Abstracts

Introducing Automated and Interpretable Detection of Hippocampal Sclerosis (AID-HS) at a District Epilepsy Centre: Observations and Challenges

Abstract number : 2.306
Submission category : 5. Neuro Imaging / 5A. Structural Imaging
Year : 2025
Submission ID : 73
Source : www.aesnet.org
Presentation date : 12/7/2025 12:00:00 AM
Published date :

Authors :
Presenting Author: Matthew Suppa Modrusan, BScH – Queen's University

Aikam Rai, BHS – Queen's University
Andrea Ellsay, MSc – Stanford University
Konrad Wagstyl, MBPhD – King's College London
Mathilde Ripart, PhD – King's College London
Donald Brien, MSc – Queen's University
Donatella Tampieri, MD – Kingston Health Sciences Centre
Ada Mullett, MA – Kingston Health Sciences Centre
Ron Levy, MD – Kingston Health Sciences Centre
Lysa Lomax, MD/MSc – Kingston Health Sciences Centre
Garima Shukla, MD – Kingston Health Sciences Centre
Karla Batista Garcia-Ramo, PhD – Queen's University
Gavin Winston, MD/PhD – Queen's University

Rationale: In patients with focal epilepsy, resective surgery can render many seizure-free. However, hippocampal sclerosis (HS)—a common pathology in temporal lobe epilepsy (TLE)—often eludes visual detection on MRI, causing potential surgical delays. Bilateral HS is particularly difficult to evaluate given the lack of asymmetry. Advanced MRI postprocessing can improve detection but requires real-world validation. We introduced AID-HS (Ripart et al., 2025)—an open-source tool from the Multicentre Epilepsy Lesion Detection (MELD) project—into our presurgical pathway to assess its utility.

Methods: Following initial review in epilepsy surgery rounds, patients with TLE underwent 3T MRI with a Harmonized Neuroimaging of Epilepsy Structural Sequences (HARNESS) protocol. Scans were reviewed by a neuroradiologist and postprocessed with AID-HS, which characterizes hippocampal morphology and asymmetries to produce probability scores for left HS, right HS, or no asymmetry. New findings and concordance with clinical data were recorded for retrospective cases (with histopathology) and prospective cases under review.

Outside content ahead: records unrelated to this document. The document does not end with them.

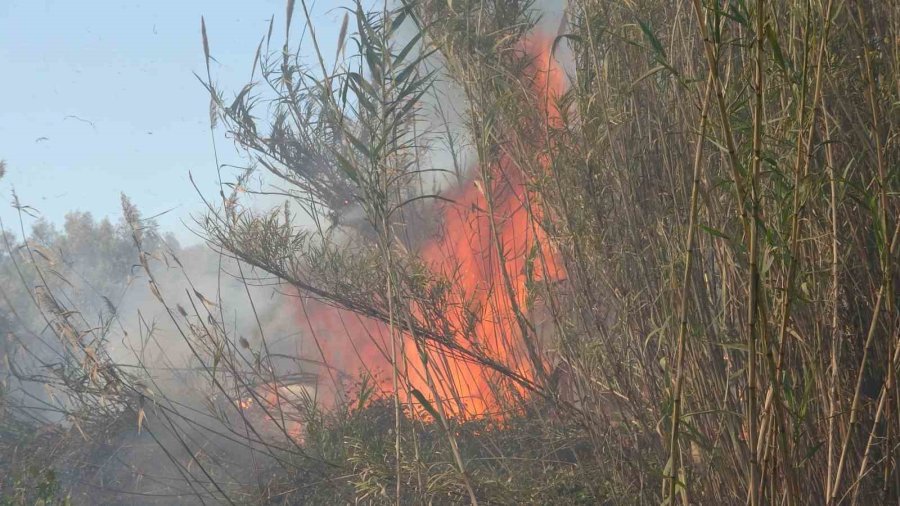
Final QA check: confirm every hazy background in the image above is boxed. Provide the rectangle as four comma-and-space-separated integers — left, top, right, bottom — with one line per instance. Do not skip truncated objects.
0, 0, 345, 245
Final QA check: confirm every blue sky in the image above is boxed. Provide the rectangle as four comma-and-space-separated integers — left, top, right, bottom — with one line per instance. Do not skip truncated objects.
0, 0, 343, 242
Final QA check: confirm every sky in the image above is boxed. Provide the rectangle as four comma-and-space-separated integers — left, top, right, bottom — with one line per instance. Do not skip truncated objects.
0, 0, 343, 244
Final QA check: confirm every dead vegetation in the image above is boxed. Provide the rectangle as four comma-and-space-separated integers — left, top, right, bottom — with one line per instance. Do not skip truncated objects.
2, 0, 900, 505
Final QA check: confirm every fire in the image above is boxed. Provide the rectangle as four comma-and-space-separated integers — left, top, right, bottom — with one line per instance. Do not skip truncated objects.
299, 36, 565, 418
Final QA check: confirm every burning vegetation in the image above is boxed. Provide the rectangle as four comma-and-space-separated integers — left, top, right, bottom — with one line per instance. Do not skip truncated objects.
0, 0, 900, 506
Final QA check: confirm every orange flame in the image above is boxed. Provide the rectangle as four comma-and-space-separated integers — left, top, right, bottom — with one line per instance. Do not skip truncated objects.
299, 39, 565, 418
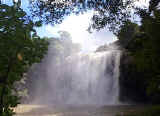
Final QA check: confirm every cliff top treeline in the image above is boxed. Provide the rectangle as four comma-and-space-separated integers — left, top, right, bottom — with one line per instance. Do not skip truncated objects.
0, 0, 160, 116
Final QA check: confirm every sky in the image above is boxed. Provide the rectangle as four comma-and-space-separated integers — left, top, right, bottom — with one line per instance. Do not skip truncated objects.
37, 11, 117, 52
2, 0, 149, 52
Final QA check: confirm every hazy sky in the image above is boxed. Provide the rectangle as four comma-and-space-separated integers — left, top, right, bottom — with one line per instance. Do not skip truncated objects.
2, 0, 149, 52
37, 11, 116, 51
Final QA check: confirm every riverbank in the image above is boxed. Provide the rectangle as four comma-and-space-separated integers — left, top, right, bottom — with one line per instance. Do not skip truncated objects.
117, 105, 160, 116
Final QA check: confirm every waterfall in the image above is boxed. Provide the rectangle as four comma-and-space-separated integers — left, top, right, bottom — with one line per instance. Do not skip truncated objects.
29, 43, 120, 105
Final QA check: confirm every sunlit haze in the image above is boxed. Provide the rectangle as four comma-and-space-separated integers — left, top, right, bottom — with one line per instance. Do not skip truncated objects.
39, 11, 116, 52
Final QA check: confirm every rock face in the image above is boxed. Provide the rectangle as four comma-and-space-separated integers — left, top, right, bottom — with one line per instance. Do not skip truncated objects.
119, 51, 147, 103
96, 41, 148, 103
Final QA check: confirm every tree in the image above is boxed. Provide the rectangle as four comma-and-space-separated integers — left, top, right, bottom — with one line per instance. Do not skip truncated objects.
31, 0, 133, 32
0, 4, 48, 116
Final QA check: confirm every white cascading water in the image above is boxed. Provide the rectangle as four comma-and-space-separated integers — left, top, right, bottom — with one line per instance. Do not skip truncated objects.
30, 42, 120, 105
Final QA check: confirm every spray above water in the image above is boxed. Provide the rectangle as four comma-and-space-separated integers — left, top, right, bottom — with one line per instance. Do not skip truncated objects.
28, 39, 120, 105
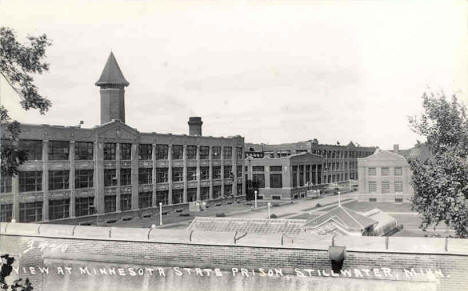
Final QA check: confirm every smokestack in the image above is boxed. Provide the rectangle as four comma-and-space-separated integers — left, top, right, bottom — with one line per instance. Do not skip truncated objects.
188, 116, 203, 136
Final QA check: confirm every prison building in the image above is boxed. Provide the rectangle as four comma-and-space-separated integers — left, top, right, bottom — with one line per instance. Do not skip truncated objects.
245, 153, 323, 200
0, 54, 245, 222
245, 139, 376, 184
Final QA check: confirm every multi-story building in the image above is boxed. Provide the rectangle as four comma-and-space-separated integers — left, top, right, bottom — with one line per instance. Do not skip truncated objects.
0, 53, 245, 222
245, 140, 375, 184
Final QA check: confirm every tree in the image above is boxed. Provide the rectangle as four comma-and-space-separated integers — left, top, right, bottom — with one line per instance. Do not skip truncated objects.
0, 27, 51, 175
409, 92, 468, 237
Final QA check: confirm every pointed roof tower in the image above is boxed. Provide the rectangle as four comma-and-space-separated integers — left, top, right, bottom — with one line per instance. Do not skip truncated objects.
95, 52, 130, 86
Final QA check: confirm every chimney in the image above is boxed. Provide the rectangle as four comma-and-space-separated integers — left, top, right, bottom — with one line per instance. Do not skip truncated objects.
188, 116, 203, 136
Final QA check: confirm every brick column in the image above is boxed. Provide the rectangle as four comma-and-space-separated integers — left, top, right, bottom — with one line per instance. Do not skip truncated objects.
42, 140, 49, 221
68, 140, 76, 218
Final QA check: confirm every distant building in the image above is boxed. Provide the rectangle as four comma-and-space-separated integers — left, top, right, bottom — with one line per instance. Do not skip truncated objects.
245, 152, 323, 200
358, 146, 413, 202
0, 53, 245, 222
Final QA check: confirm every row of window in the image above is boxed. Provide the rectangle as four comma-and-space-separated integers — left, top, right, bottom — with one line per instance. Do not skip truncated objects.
367, 167, 403, 176
19, 140, 242, 160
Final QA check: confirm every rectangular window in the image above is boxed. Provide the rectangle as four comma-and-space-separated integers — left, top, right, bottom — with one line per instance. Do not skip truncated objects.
172, 167, 184, 182
120, 168, 132, 186
156, 144, 169, 160
252, 174, 265, 188
395, 181, 403, 193
187, 145, 197, 160
211, 146, 221, 160
187, 167, 197, 181
0, 176, 11, 193
172, 145, 184, 160
19, 171, 42, 192
120, 194, 132, 211
104, 195, 117, 213
20, 201, 42, 222
138, 168, 153, 185
0, 204, 13, 222
156, 168, 169, 183
138, 144, 153, 161
120, 143, 132, 161
49, 140, 70, 161
49, 199, 70, 220
156, 190, 169, 206
49, 170, 70, 190
380, 167, 389, 176
382, 181, 390, 193
104, 169, 117, 187
18, 140, 42, 161
395, 167, 403, 176
369, 181, 377, 193
75, 197, 95, 217
104, 142, 116, 161
223, 147, 232, 160
213, 166, 221, 179
200, 146, 210, 160
138, 192, 153, 209
75, 141, 94, 161
200, 167, 210, 180
172, 189, 184, 204
75, 169, 94, 188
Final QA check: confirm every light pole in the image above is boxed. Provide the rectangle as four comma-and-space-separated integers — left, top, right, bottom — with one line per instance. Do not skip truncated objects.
159, 202, 162, 225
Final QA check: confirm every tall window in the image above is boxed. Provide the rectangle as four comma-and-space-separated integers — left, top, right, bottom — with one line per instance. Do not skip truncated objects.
156, 168, 169, 183
75, 141, 94, 161
19, 140, 42, 161
200, 146, 210, 160
104, 142, 116, 161
223, 147, 232, 160
104, 195, 117, 213
156, 144, 169, 160
49, 170, 70, 190
120, 143, 132, 161
49, 199, 70, 220
138, 168, 153, 185
138, 144, 153, 161
172, 144, 184, 160
20, 201, 42, 222
213, 166, 221, 179
187, 145, 197, 160
0, 176, 11, 193
200, 167, 210, 180
120, 168, 132, 186
49, 140, 70, 161
75, 169, 94, 188
211, 146, 221, 160
19, 171, 42, 192
172, 167, 184, 182
120, 194, 132, 211
270, 173, 283, 188
138, 192, 153, 208
187, 167, 197, 181
104, 169, 117, 187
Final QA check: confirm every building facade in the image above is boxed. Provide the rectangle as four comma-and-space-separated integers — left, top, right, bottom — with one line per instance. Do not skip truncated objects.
245, 153, 323, 200
358, 150, 413, 202
0, 54, 245, 222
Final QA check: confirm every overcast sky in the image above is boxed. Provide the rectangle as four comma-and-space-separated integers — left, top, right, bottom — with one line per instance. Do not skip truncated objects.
0, 0, 468, 148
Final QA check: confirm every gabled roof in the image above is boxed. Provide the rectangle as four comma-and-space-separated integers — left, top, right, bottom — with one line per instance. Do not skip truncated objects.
96, 52, 130, 86
305, 206, 377, 231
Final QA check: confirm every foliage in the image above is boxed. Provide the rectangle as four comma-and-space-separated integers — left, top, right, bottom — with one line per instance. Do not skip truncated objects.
0, 27, 51, 175
409, 93, 468, 237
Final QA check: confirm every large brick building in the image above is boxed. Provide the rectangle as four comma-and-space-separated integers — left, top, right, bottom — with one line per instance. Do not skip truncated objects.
0, 53, 245, 222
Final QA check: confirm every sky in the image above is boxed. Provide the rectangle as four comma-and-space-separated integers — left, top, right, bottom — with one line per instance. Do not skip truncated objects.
0, 0, 468, 149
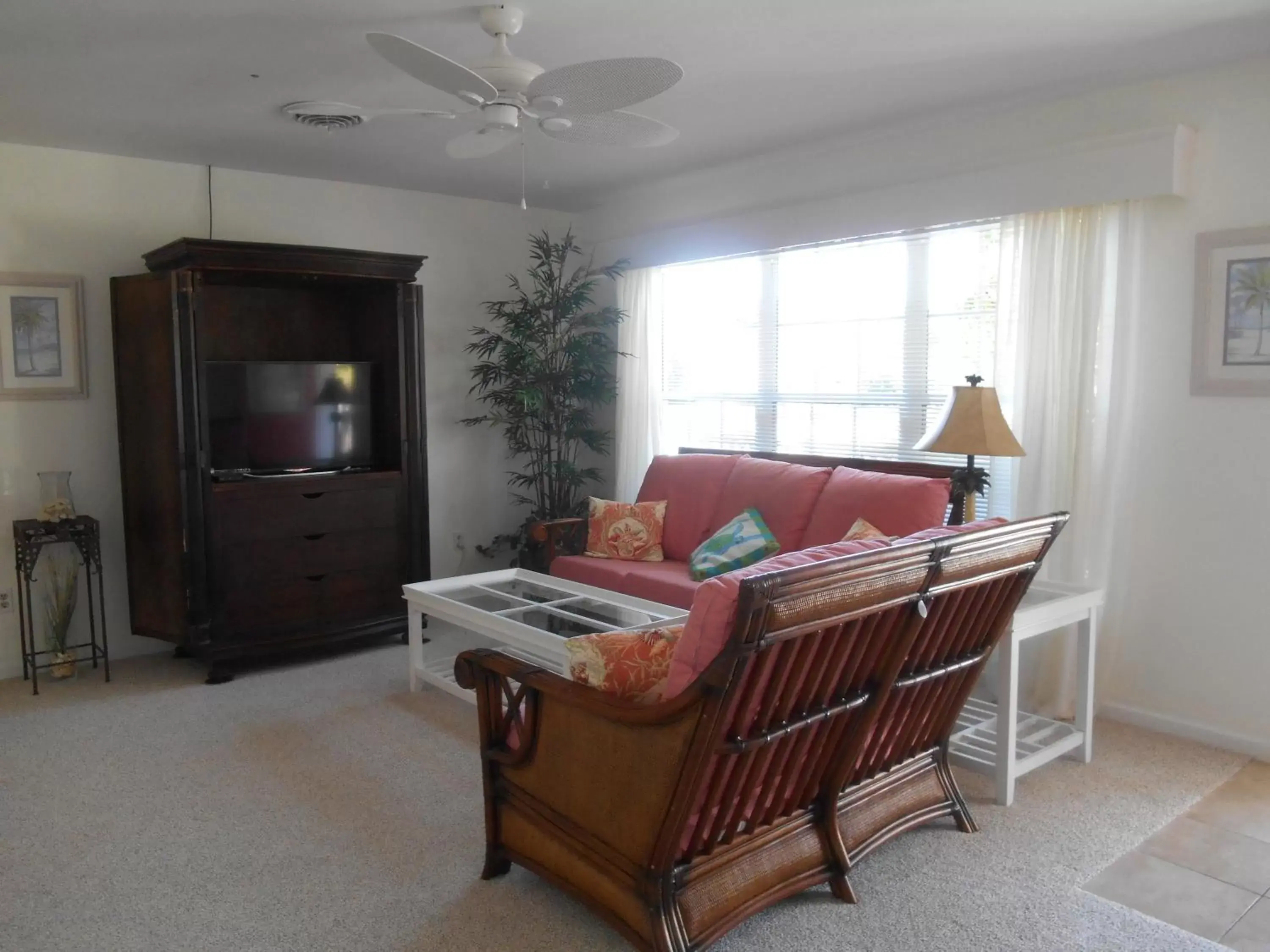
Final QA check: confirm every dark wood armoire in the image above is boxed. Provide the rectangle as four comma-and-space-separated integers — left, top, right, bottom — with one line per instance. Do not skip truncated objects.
110, 239, 429, 683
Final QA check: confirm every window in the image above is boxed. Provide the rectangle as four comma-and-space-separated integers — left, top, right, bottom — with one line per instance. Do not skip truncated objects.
660, 222, 1010, 523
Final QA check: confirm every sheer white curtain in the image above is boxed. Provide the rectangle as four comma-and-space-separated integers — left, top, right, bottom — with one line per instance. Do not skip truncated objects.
997, 202, 1143, 717
613, 268, 662, 503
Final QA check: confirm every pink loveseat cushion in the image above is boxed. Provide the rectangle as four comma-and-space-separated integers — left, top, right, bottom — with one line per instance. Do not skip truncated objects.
551, 556, 635, 592
798, 466, 951, 548
707, 456, 833, 552
635, 453, 744, 562
663, 539, 889, 699
551, 556, 700, 609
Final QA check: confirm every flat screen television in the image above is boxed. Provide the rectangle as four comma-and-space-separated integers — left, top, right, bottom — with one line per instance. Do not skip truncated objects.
206, 360, 375, 475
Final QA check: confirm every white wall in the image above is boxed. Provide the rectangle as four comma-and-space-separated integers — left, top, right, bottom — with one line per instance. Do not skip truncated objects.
583, 58, 1270, 758
0, 143, 568, 677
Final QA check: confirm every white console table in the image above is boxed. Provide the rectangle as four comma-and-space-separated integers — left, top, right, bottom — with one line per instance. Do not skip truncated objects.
949, 581, 1104, 806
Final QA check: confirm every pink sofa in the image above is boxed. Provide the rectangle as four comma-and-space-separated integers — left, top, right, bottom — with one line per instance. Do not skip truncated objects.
551, 453, 959, 608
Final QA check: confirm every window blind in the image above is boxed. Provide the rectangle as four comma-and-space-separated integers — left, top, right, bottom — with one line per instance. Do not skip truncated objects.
660, 221, 1011, 523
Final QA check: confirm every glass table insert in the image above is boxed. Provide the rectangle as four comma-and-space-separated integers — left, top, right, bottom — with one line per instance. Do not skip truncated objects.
404, 569, 687, 702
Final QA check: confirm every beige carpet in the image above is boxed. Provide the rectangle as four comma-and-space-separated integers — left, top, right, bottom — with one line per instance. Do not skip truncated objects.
0, 646, 1243, 952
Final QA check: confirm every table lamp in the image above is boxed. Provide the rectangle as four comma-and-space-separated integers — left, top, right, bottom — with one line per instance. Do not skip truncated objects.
913, 373, 1026, 522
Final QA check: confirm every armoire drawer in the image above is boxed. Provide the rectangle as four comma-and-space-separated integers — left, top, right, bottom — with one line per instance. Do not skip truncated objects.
213, 484, 398, 545
221, 526, 403, 589
225, 567, 405, 636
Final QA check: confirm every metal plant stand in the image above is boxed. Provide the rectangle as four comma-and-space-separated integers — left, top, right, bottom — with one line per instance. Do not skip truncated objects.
13, 515, 110, 694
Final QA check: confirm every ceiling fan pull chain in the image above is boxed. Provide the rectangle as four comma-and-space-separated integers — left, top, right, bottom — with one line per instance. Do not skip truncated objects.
521, 132, 530, 212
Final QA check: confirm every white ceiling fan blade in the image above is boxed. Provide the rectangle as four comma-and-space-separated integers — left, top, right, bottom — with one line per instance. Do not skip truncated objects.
446, 126, 521, 159
528, 56, 683, 116
282, 100, 458, 124
366, 33, 498, 105
538, 109, 679, 149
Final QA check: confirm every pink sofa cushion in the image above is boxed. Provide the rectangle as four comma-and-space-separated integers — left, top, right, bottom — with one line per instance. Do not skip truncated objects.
635, 453, 744, 562
612, 560, 701, 611
551, 556, 635, 592
665, 539, 890, 699
707, 456, 833, 552
895, 515, 1010, 546
551, 556, 700, 611
798, 466, 951, 548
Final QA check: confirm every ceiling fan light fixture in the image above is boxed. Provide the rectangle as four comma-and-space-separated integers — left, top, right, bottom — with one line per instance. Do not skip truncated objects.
530, 96, 564, 113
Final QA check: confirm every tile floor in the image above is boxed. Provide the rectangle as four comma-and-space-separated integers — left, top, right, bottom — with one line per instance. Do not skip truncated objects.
1085, 760, 1270, 952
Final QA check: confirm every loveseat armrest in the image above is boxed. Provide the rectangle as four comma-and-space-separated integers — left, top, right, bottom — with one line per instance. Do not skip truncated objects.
455, 649, 709, 871
530, 517, 588, 570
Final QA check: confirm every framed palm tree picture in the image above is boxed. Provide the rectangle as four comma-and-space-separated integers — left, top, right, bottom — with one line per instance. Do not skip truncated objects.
0, 273, 88, 400
1191, 227, 1270, 396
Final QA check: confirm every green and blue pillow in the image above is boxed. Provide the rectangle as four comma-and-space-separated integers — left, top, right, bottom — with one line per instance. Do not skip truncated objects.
688, 509, 781, 581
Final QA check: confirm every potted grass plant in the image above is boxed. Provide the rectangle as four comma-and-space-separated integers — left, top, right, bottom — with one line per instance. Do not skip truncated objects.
462, 231, 626, 567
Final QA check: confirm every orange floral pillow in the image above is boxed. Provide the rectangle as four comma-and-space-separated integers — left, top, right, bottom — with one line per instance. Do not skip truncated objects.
583, 496, 665, 562
564, 625, 683, 704
841, 519, 895, 542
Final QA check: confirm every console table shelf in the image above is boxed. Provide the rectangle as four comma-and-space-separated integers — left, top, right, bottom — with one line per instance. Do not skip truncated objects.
13, 515, 110, 694
949, 581, 1104, 806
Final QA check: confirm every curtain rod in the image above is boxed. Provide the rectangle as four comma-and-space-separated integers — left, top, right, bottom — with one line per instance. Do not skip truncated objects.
652, 217, 1001, 268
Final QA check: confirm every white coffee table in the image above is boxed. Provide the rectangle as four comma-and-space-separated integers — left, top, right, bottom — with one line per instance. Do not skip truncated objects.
949, 581, 1104, 806
401, 569, 687, 703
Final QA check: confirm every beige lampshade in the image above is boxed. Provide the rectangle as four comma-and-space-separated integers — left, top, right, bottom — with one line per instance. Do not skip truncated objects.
913, 387, 1026, 456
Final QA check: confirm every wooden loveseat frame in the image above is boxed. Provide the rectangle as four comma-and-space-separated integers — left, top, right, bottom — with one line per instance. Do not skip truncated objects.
455, 514, 1067, 952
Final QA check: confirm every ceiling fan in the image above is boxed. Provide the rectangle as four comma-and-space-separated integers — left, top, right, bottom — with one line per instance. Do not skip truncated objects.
283, 4, 683, 159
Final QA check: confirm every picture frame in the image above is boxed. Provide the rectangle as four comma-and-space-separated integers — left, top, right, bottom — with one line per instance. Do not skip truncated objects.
0, 272, 88, 400
1191, 227, 1270, 396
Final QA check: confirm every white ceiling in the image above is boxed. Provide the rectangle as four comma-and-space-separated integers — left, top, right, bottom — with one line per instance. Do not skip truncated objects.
7, 0, 1270, 209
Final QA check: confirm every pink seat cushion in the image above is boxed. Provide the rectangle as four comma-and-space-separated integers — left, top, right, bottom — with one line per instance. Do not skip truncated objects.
803, 466, 951, 548
635, 453, 744, 562
665, 539, 890, 699
707, 456, 833, 552
895, 515, 1010, 546
551, 556, 635, 592
612, 559, 701, 611
551, 556, 701, 609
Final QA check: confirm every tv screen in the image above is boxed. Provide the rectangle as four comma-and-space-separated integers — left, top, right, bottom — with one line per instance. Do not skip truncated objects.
207, 360, 375, 472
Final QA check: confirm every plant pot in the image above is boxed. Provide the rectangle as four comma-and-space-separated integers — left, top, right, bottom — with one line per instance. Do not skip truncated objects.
48, 651, 79, 680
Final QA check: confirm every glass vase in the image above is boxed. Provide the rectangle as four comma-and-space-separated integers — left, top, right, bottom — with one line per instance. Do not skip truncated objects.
37, 470, 75, 522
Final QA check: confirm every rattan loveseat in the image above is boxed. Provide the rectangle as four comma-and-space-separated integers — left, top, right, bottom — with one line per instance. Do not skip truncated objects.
456, 514, 1067, 951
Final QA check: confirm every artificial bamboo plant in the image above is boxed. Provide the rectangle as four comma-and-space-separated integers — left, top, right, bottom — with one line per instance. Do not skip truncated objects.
462, 231, 626, 564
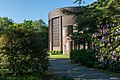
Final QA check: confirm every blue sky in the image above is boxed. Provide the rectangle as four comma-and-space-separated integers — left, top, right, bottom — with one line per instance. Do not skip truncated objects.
0, 0, 97, 24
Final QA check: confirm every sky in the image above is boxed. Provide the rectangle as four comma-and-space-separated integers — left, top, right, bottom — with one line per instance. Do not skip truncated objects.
0, 0, 97, 24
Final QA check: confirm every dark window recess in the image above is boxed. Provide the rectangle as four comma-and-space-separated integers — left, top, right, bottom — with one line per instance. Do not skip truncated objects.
53, 18, 60, 47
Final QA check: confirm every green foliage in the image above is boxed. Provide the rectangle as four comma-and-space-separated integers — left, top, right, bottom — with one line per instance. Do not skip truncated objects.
0, 17, 49, 76
70, 49, 96, 67
49, 51, 62, 55
72, 0, 120, 73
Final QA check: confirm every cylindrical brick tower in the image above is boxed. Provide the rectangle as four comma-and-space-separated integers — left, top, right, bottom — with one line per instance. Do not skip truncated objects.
48, 7, 79, 54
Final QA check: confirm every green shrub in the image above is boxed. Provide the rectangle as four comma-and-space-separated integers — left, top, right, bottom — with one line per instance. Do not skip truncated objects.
0, 26, 49, 76
49, 51, 62, 55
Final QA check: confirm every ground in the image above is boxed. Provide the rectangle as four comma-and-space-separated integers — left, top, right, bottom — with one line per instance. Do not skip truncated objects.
50, 57, 120, 80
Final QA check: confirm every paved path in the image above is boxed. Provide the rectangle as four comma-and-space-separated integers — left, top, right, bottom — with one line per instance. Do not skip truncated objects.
50, 59, 120, 80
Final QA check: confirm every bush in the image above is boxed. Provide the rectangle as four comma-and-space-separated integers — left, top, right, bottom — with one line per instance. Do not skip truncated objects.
70, 49, 96, 67
0, 26, 49, 76
49, 51, 62, 55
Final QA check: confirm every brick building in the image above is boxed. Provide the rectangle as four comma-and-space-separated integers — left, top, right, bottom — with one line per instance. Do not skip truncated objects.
48, 7, 79, 54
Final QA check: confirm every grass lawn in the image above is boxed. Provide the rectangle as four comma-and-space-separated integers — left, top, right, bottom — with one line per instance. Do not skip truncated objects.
50, 54, 70, 58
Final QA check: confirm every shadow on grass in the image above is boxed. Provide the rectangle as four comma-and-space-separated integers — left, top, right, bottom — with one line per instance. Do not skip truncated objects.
49, 58, 120, 80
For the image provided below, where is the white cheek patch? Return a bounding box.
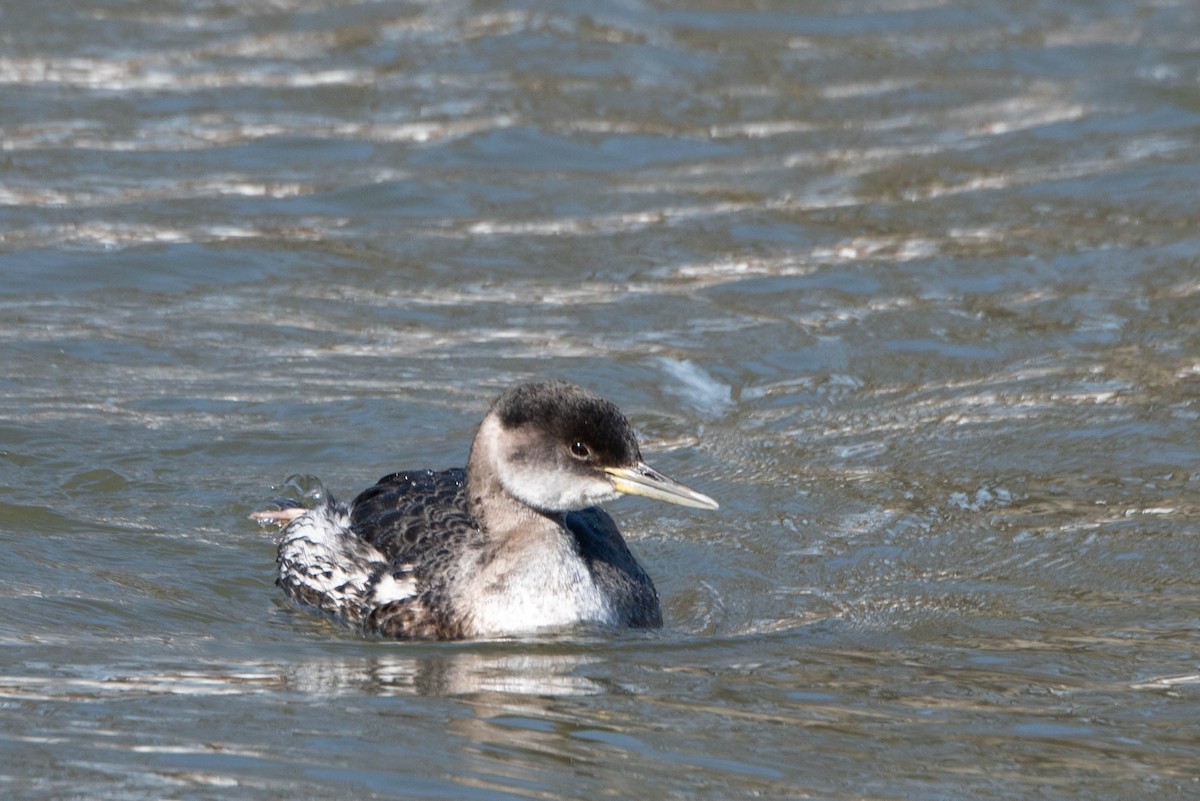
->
[499,459,618,512]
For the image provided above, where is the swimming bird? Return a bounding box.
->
[252,381,718,639]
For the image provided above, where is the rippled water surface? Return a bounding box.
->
[0,0,1200,801]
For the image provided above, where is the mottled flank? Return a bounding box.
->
[258,383,716,639]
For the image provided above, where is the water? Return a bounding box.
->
[0,0,1200,801]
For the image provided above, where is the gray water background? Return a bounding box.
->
[0,0,1200,801]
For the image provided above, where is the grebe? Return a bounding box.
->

Results: In the retrospective post-surgical cohort (n=8), AID-HS correctly detected and lateralized unilateral HS in both confirmed cases. However, it also issued bilateral HS warnings in 3 cases without histopathological evidence of HS (2 mesial temporal astrogliosis, 1 temporal FCD). In the prospective cohort (n=9), AID-HS detected and lateralized unilateral HS in 1 case (concordant with imaging) and flagged potential bilateral HS in 5 cases. In these patients, image review noted hippocampal atrophy but no other features of HS, such as FLAIR hyperintensity. Notably, 3 patients were MRI-negative with suspected bilateral TLE based on clinical and EEG data. Across both cohorts, bilateral HS warnings occurred in patients with 14% lower total brain volume (TBV) (1000 cm³ vs. 1167 cm³) and a 2.6-fold longer duration of epilepsy (14.0 years vs. 5.4 years), suggesting hippocampal volume loss in the context of global brain atrophy. Figure 1 shows generalized atrophy in a patient with suspected bilateral TLE. Figure 2 shows the corresponding output from AID-HS.

Conclusions: AID-HS is helpful for detecting unilateral HS. However, in patients with longstanding epilepsy, global brain atrophy may lead to the incorrect warning of bilateral HS. This warrants caution when other clinical data suggest bilateral TLE. Challenges are compounded when neuroradiological opinion conflicts with an algorithm—particularly in prospective cases where no gold standard is available. Three limitations may explain this issue. First, bilateral HS lacks the asymmetries typically used to guide radiological detection. Second, AID-HS relies solely on T1-weighted MRI, omitting key features visible on T2-weighted/FLAIR scans. Third, AID-HS normalizes hippocampal features to age-matched healthy controls without adjusting for individual TBV. In patients with global brain atrophy, this may lead to spurious warnings of bilateral HS. The MELD team is currently training models that incorporate additional imaging data and correct for TBV across a larger cohort.

Funding: Southeastern Ontario Academic Medical Organization Innovation Fund.